By Rob Swire, former head physio at Manchester United.
By Rob Swire, former head physio at Manchester United.
In the highly competitive world of professional sport – and in particular Premier League football – there is huge pressure on results and winning, as at the end of the day that it is what it is all about.
Success defines a players’ career, and also that of managers. A failure to bring about results can see a manager quickly lose their job, and so therefore having their best players out on the field as often as possible is a major priority.
The relationship between a football club’s medical team and the coach or manager is therefore crucial.
The manager expects his head physio to ensure his players are kept fit, healthy, and ready to play as often as possible, therefore giving him the greatest chance of success on the field.
So, with so much at stake, who makes the final call on a player’s fitness when they’ve suffered an injury and are badly needed out on the field?
I was fortunate enough to work for a football manager for many years who trusted my experience and expertise and followed my advice on each and every occasion – no matter what the match or occasion, and its importance.
Sir Alex Ferguson was a manager under immense pressure to win major trophies each and every year at Manchester United, but in 15 years as the head physio at the club I can say that there was not a single occasion where he went against my advice over a player’s fitness and ability to play.
Even if a player came in at half-time and said he had suffered an injury that nobody had been aware of, and that I felt meant he really needed to be substituted, Sir Alex would not question it – no matter how important the player.
Sir Alex was a manager who trusted his staff to make decisions for the right reasons, and as a manager, he was always interested in protecting the player’s welfare long term.

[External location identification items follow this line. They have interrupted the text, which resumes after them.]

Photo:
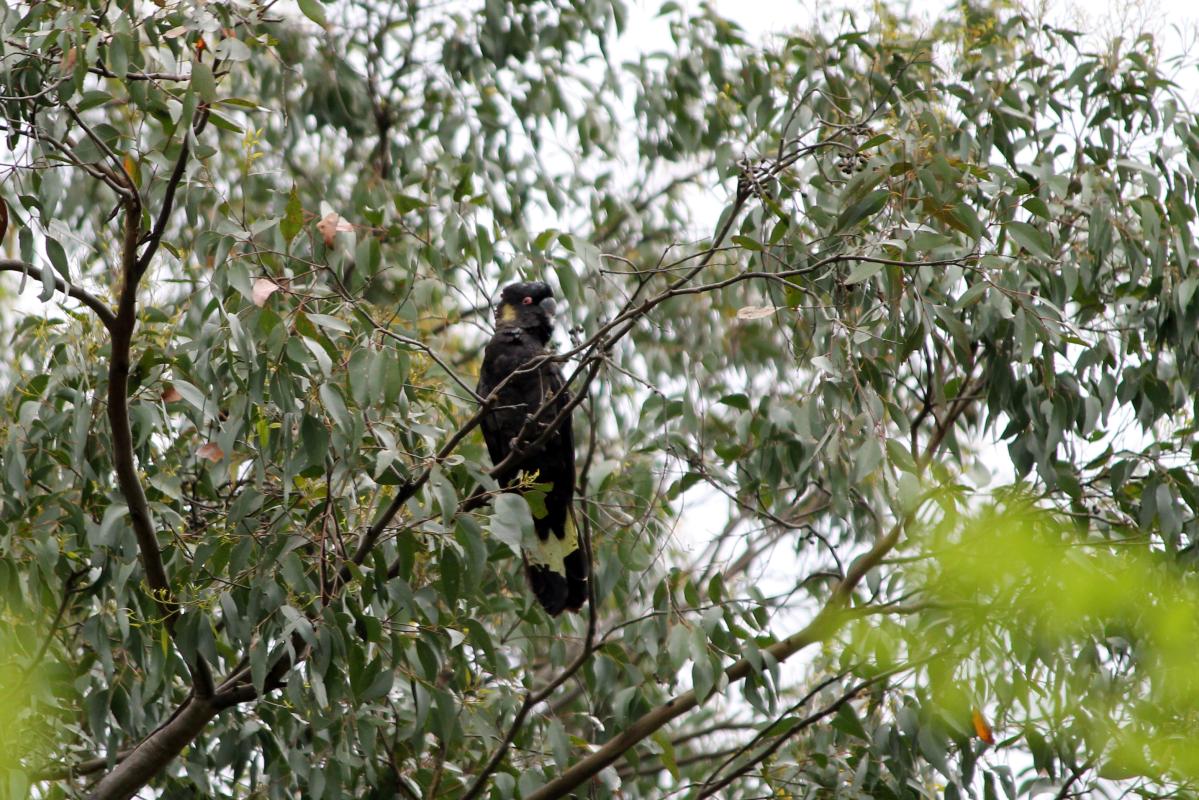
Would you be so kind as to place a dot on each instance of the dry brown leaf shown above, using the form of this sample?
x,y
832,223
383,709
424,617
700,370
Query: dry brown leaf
x,y
211,451
263,290
755,312
330,226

He was very good at that.
Obviously, I was at Manchester United for 23 years, spending 15 years as head physio, and in all but one final year under David Moyes, I worked for the same manager, so I can’t comment first-hand on what happened elsewhere.
Anecdotally, I heard frequent talk amongst physios at other clubs, raising their concerns about managers who did not take the physios advice, encouraging players to return to action earlier than was suggested, or urging them to play on against medical advice.
In any walk of life, such as business, some people think they know better than everybody else in every aspect of the job. Football is certainly no different, and I would imagine it is the same across many other sports.
For me, that is never the way it should be, and as I say, I was very fortunate to work with Sir Alex.
No matter what the occasion, no matter which player, if I said he shouldn’t play, he didn’t.
Mistreatment of injuries can be devastating and career-ending
Since moving on from Manchester United in 2014, I have become more involved in providing expert opinions in legal cases where the medical treatment of players from many sports has come into question. Negligent treatment is a massive issue, and mistreatment can prove career ending.
There is a huge responsibility on medical professionals to get things right from the start, and in this modern age, very few injuries should bring about an early end to a sporting career.
Go back a few years however and an anterior cruciate ligament injury could often have proved career-threatening. Nowadays, with the right treatment and rehabilitation – including giving the player sufficient recovery time before returning to injury – a full recovery can more often than not be made.
I mention that full recovery time because again it comes down to making the right long-term decisions. Returning to action too early can cause an injury to reoccur, or lead to new, additional injuries being suffered. You have to take a long term view.
This was perhaps an area I was again fortunate in at Manchester United.
Being the head physio for so long, I got to know the players and their bodies, what pressures they were susceptible to and even at what periods in a season they may be more at risk of injury. This enabled me to bring in injury prevention measures with people like Ryan Giggs, a hugely talented international player and key squad member who I had worked with many years and knew very well.
At many clubs now, coaches and managers chop and change year to year, and at the very top level it can mean clubs change their entire medical team, as they travel with the specific manager.
They may be first-class medical teams, but they lose that historical knowledge and for me, would therefore lose some ability to reduce the threat of injury to some players.
Professional sportsmen and women understand the need to care for their bodies.
Perhaps many people will wonder what role a player has in making a decision as whether or not to play with an injury, or to perhaps declare themselves fit early in order to secure selection for a big game – a cup final perhaps.
Although we’d all perhaps find this understandable, I have found that, at the top level at least, players are understanding of the situation and rarely need convincing not to take a risk.
They know their bodies, know the potential consequences of playing with injury, and make the right decision.
Obviously, it is often also not a sudden occurrence.
As a physio, if I knew a player was unlikely to be fit to take part in a certain occasion, I’d be talking to them about it in the weeks prior, and helping them to understand and accept the situation they were in. It is all part of the job.
Role of medical teams and treatment is more important than ever
Having worked in top-level professional football for more than 20 years, what I can say, without any doubt, is that players’ bodies are being placed under increasing pressures year after year.
With each passing year they become fitter, faster and stronger. Strength and conditioning and fitness experts are used, and because levels are improving across the board, the physical demand on players’ bodies is increasing.
It is therefore paramount, in my opinion, that sportsmen and women are properly cared for, and that protecting their long-term careers is the priority.
As I said, that was something Sir Alex always had at the forefront of his mind, and as a manager under huge pressure, at the highest level of professional sport, it was a fine example to set.